ESA ESO VLT: Newborn Massive Stars Dwarf Full-Grown Stellar Giants

Artist’s impression illustrating the formation process of massive stars. 

At the end of the formation process, the surrounding accretion disk disappears, revealing the surface of the young star. 

At this phase the young massive star is much larger than when it has reached a stable equilibrium.

CREDIT: Lucas Ellerbroek/Lex Kaper University of Amsterdam

Massive stars generally start out life much bigger than they will be in maturity, a new study seems to confirm.

Astronomers from the University of Amsterdam got a rare look at a massive star in the process of forming and found that the star will contract until it has reached a stable equilibrium.

The researchers studied the young star B275, which lies in the Omega Nebula, also called the Swan Nebula or Messier 17. This hotbed of gas, dust and young stars lies approximately 5,500 light-years from Earth, in the direction of the Sagittarius constellation.
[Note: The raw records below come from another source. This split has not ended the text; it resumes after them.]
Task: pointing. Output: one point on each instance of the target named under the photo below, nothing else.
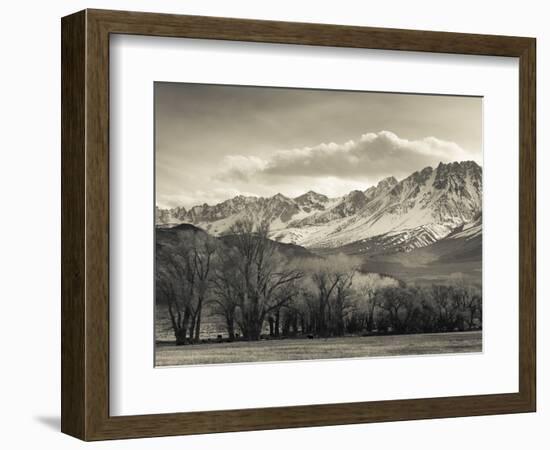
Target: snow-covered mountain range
(419, 210)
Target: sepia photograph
(298, 224)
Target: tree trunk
(198, 323)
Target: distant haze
(213, 142)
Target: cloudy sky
(213, 142)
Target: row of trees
(256, 290)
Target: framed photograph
(273, 225)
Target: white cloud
(373, 155)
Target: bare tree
(264, 282)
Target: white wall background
(30, 226)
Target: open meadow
(168, 354)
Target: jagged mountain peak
(421, 208)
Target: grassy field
(302, 349)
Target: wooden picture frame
(85, 224)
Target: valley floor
(306, 349)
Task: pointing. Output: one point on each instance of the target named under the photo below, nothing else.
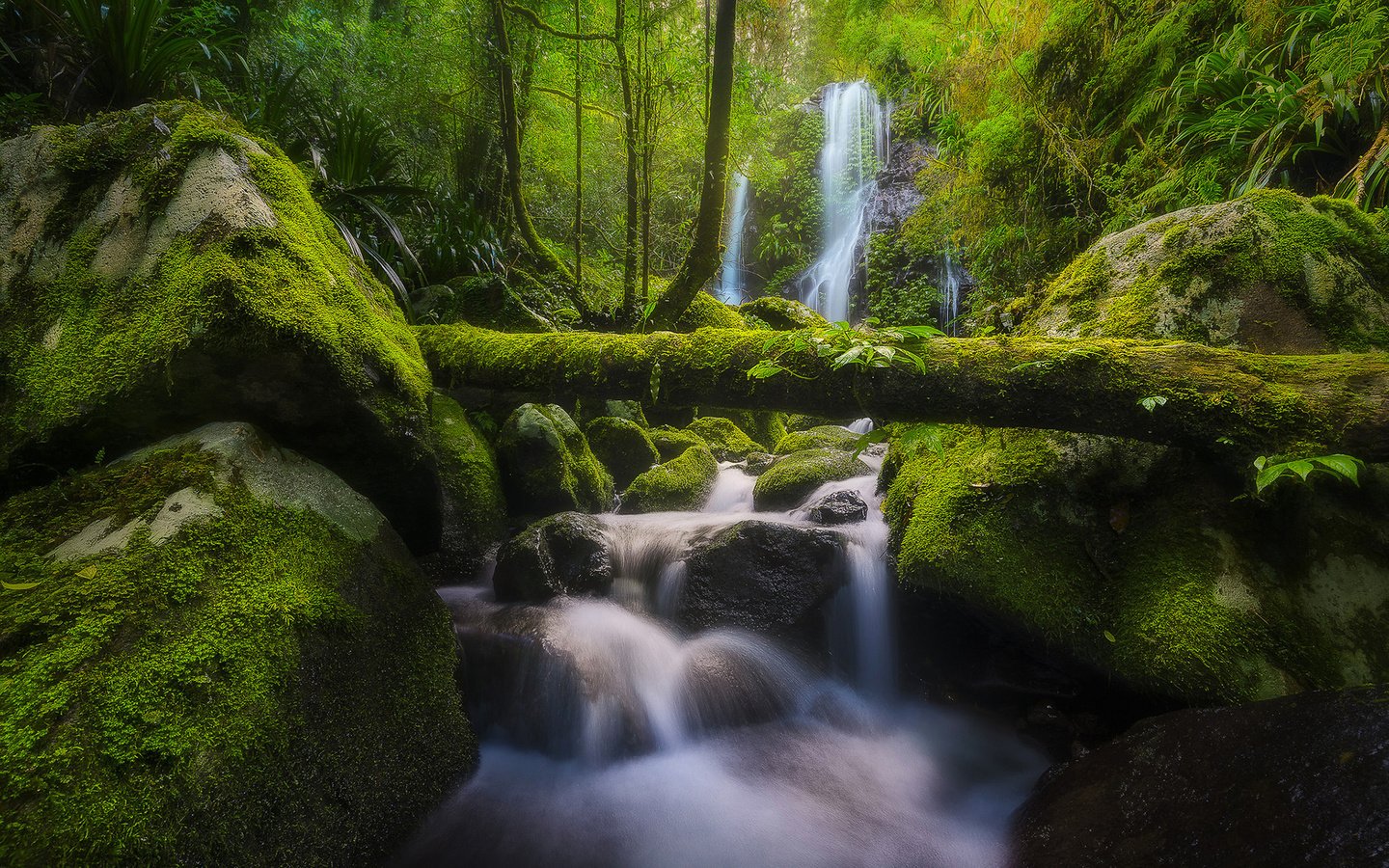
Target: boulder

Astronomers typically struggle to obtain clear observations of a massive star as it is forming, since newborn stars are deeply embedded and obscured in their parent clouds of gas and dust.

Peering through the haze
To lift the veil on the process of star formation, the researchers sifted through ultraviolet and infrared data collected from a powerful spectrograph instrument, called the X-shooter, on the European Space Agency's Very Large Telescope at the Paranal Observatory in Chile.
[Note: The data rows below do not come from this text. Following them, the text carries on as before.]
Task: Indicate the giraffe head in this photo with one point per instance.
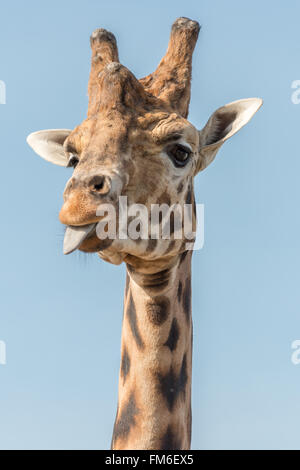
(136, 143)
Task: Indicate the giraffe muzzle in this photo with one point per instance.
(74, 237)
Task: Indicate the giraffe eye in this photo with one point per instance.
(73, 160)
(179, 154)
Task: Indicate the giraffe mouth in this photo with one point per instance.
(74, 236)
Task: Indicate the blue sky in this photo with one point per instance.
(60, 317)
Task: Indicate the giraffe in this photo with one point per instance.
(137, 142)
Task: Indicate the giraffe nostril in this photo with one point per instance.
(99, 184)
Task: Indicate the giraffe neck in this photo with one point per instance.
(154, 407)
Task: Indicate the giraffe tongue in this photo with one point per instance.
(74, 236)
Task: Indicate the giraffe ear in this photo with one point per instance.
(48, 144)
(223, 124)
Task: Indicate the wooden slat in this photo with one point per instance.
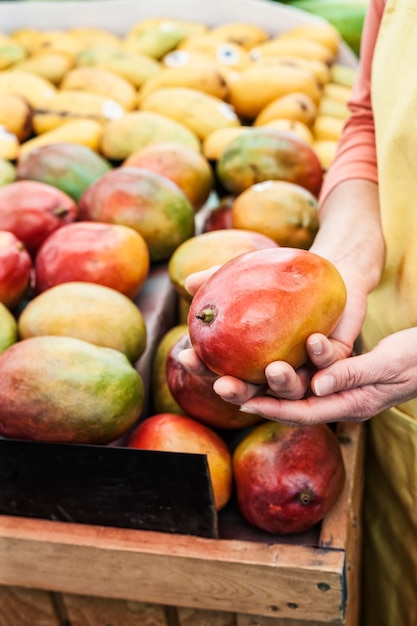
(250, 620)
(197, 617)
(91, 611)
(170, 569)
(259, 581)
(26, 607)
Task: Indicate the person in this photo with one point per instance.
(368, 229)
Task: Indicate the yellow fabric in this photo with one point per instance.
(390, 501)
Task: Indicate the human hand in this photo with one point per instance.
(352, 389)
(283, 381)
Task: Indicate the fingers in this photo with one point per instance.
(285, 382)
(190, 361)
(312, 410)
(235, 390)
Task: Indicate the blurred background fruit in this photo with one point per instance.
(112, 255)
(88, 311)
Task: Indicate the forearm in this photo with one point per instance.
(350, 233)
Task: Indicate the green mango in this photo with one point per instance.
(63, 389)
(8, 328)
(68, 166)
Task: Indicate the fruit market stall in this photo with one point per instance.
(95, 532)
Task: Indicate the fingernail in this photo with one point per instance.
(325, 385)
(245, 409)
(277, 374)
(316, 347)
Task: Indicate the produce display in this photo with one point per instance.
(346, 15)
(181, 146)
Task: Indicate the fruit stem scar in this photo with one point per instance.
(206, 315)
(61, 211)
(305, 497)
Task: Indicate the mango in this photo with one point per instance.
(68, 166)
(145, 201)
(187, 168)
(15, 270)
(288, 478)
(259, 84)
(8, 328)
(50, 65)
(162, 399)
(112, 255)
(32, 210)
(261, 307)
(62, 389)
(131, 65)
(7, 172)
(211, 248)
(87, 311)
(268, 154)
(200, 112)
(137, 129)
(285, 212)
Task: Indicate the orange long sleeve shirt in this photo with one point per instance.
(356, 154)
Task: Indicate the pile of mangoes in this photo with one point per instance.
(169, 80)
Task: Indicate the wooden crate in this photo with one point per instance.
(103, 575)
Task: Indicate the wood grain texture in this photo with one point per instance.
(90, 611)
(197, 617)
(26, 607)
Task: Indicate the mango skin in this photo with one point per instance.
(264, 153)
(32, 210)
(288, 477)
(8, 328)
(62, 389)
(144, 200)
(261, 307)
(87, 311)
(68, 166)
(196, 396)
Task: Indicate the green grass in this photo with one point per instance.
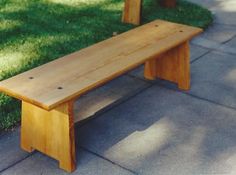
(34, 32)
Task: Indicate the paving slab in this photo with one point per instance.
(224, 10)
(213, 78)
(163, 131)
(10, 152)
(106, 96)
(195, 51)
(88, 164)
(231, 43)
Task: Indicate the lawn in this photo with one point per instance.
(34, 32)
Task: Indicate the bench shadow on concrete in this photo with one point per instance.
(165, 127)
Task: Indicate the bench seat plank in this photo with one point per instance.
(68, 77)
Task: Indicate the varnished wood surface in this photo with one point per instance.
(132, 12)
(51, 132)
(68, 77)
(173, 65)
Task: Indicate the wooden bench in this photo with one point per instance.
(48, 92)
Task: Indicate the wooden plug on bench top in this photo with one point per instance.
(174, 66)
(51, 132)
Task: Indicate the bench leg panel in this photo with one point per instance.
(50, 132)
(132, 12)
(174, 66)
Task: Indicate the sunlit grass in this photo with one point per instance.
(34, 32)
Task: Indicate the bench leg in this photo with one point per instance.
(132, 12)
(174, 66)
(50, 132)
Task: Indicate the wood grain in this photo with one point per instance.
(67, 78)
(51, 132)
(173, 65)
(132, 12)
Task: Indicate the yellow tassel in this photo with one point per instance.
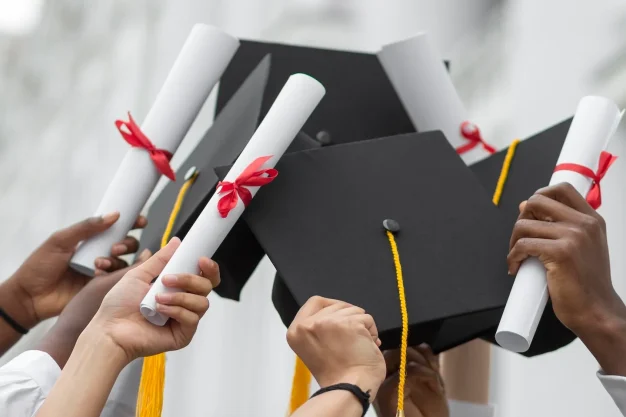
(152, 384)
(300, 386)
(405, 323)
(504, 173)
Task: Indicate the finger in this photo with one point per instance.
(210, 270)
(368, 321)
(413, 355)
(527, 228)
(194, 284)
(155, 264)
(143, 256)
(110, 264)
(527, 247)
(541, 207)
(68, 238)
(141, 222)
(566, 194)
(185, 317)
(128, 245)
(347, 310)
(392, 360)
(335, 308)
(192, 302)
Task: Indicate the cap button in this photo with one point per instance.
(191, 173)
(323, 137)
(391, 225)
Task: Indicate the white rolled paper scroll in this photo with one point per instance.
(422, 82)
(200, 64)
(293, 106)
(594, 124)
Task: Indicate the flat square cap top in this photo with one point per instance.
(360, 102)
(321, 224)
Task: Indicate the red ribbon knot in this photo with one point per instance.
(250, 177)
(594, 196)
(471, 132)
(132, 134)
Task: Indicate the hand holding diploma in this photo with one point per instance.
(582, 164)
(253, 169)
(568, 237)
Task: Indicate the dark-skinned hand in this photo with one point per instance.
(558, 226)
(45, 283)
(424, 394)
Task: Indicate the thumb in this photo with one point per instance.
(155, 264)
(71, 236)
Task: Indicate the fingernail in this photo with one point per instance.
(164, 298)
(103, 263)
(169, 279)
(110, 216)
(143, 256)
(119, 248)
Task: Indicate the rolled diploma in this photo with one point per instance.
(421, 80)
(200, 64)
(594, 123)
(293, 106)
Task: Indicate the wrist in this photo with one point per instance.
(18, 304)
(96, 339)
(362, 379)
(605, 337)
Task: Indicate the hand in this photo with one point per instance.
(120, 320)
(338, 342)
(61, 339)
(424, 394)
(557, 226)
(44, 283)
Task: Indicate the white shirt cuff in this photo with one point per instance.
(465, 409)
(616, 387)
(37, 365)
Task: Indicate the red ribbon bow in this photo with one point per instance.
(137, 139)
(249, 177)
(471, 132)
(594, 196)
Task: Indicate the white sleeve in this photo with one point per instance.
(25, 383)
(616, 387)
(465, 409)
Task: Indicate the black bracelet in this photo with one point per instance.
(15, 325)
(363, 397)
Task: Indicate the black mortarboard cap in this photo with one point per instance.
(360, 102)
(531, 169)
(321, 224)
(235, 124)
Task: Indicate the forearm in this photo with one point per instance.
(465, 371)
(14, 303)
(605, 337)
(337, 403)
(87, 379)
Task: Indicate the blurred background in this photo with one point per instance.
(69, 68)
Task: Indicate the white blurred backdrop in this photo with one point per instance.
(69, 68)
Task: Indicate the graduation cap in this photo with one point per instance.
(321, 224)
(360, 102)
(531, 168)
(235, 124)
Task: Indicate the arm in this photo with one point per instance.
(87, 378)
(333, 403)
(465, 371)
(14, 302)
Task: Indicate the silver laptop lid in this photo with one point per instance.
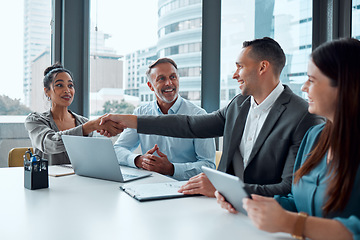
(93, 157)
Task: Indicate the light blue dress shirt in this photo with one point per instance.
(187, 155)
(309, 194)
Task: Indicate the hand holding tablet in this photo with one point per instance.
(231, 187)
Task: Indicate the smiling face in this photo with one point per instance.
(247, 72)
(164, 82)
(322, 96)
(61, 90)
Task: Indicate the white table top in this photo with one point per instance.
(75, 207)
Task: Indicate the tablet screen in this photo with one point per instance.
(231, 187)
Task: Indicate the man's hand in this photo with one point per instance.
(199, 184)
(127, 121)
(150, 162)
(108, 129)
(224, 204)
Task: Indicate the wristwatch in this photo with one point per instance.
(298, 232)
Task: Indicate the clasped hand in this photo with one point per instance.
(154, 163)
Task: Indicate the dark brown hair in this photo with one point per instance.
(339, 60)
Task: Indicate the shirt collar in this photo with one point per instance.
(174, 108)
(269, 100)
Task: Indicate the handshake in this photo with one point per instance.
(110, 125)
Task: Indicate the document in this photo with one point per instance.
(60, 170)
(154, 191)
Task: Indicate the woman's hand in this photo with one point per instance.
(267, 214)
(223, 203)
(109, 128)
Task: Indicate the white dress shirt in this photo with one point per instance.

"The large-wavelength coverage of X-shooter provides the opportunity to determine many stellar properties at once, like the surface temperature, size, and the presence of a disk," study lead author Bram Ochsendorf said in a statement.

Ochsendorf analyzed the data as part of his master's research project at the University of Amsterdam.
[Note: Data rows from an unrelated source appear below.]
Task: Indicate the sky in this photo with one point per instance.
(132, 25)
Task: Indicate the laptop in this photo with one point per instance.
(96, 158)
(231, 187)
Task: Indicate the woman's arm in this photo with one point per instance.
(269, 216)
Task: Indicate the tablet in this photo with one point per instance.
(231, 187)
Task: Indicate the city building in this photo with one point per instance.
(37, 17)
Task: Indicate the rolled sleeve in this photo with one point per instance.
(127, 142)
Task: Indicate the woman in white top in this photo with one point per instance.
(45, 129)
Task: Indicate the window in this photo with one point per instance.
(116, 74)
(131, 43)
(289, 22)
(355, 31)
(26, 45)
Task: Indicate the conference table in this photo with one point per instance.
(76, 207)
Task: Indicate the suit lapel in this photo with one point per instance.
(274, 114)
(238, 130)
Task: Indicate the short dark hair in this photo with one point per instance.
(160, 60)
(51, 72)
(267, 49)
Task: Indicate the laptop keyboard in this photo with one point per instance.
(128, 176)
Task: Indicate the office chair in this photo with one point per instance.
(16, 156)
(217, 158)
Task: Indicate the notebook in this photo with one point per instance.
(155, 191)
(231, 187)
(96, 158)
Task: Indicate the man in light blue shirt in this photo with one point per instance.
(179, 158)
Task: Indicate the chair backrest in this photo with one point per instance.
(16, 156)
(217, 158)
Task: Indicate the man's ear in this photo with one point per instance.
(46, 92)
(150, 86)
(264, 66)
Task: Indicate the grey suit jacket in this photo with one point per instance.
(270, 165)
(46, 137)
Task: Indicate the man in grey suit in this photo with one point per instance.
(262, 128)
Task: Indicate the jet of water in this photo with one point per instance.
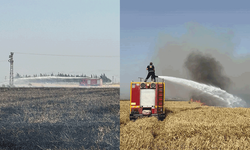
(229, 99)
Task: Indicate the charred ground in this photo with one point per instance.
(59, 118)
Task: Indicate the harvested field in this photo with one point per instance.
(187, 126)
(59, 118)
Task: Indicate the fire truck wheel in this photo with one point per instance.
(161, 117)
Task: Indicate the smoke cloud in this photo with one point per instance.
(204, 68)
(203, 55)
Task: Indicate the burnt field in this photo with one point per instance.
(187, 126)
(59, 118)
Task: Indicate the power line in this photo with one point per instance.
(64, 55)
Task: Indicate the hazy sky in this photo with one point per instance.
(166, 32)
(79, 27)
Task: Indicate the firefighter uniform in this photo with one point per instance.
(151, 72)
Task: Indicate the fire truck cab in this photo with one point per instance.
(147, 99)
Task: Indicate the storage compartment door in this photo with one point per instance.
(147, 97)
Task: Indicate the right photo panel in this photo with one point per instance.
(185, 75)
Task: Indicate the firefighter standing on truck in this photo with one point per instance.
(151, 71)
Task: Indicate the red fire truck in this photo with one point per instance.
(147, 99)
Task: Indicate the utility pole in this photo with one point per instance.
(11, 68)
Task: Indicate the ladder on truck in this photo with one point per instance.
(160, 100)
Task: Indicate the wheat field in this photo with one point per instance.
(187, 126)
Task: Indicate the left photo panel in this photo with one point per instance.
(60, 74)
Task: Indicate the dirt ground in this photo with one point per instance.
(187, 126)
(59, 118)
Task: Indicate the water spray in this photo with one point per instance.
(229, 99)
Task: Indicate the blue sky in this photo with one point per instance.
(80, 27)
(148, 26)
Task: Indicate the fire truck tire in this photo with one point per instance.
(132, 117)
(161, 117)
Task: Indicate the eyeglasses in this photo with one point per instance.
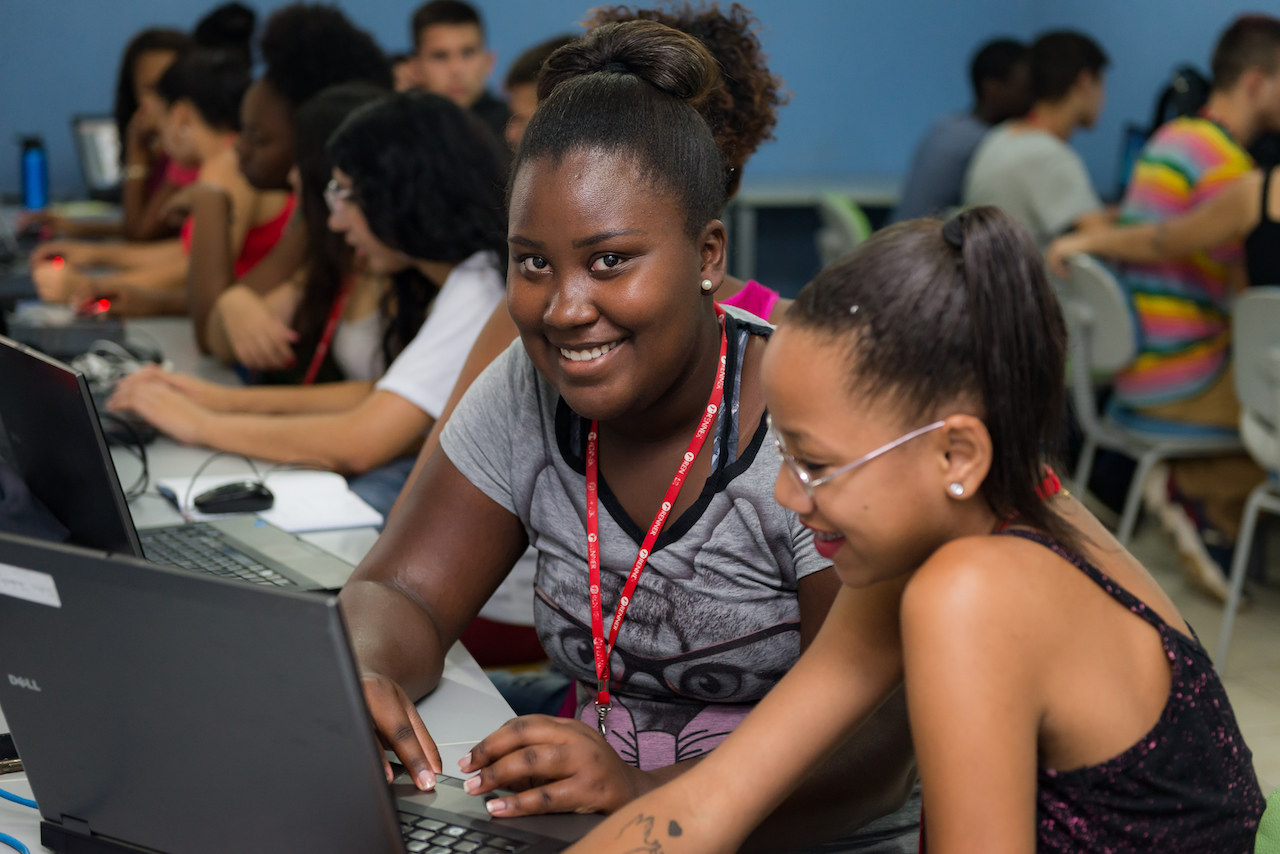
(809, 483)
(336, 192)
The results indicate that B275 is about three times larger than stars that are about seven times more massive than our sun and have reached the so-called main sequence phase of their lives.

The main sequence phase represents a specific stage of stellar evolution in which a star burns hydrogen into helium. (Our own sun is currently in its main sequence.)

The team's findings appear to confirm a theory of star formation predicting that a newly formed massive star will contract until it reaches a more stable state.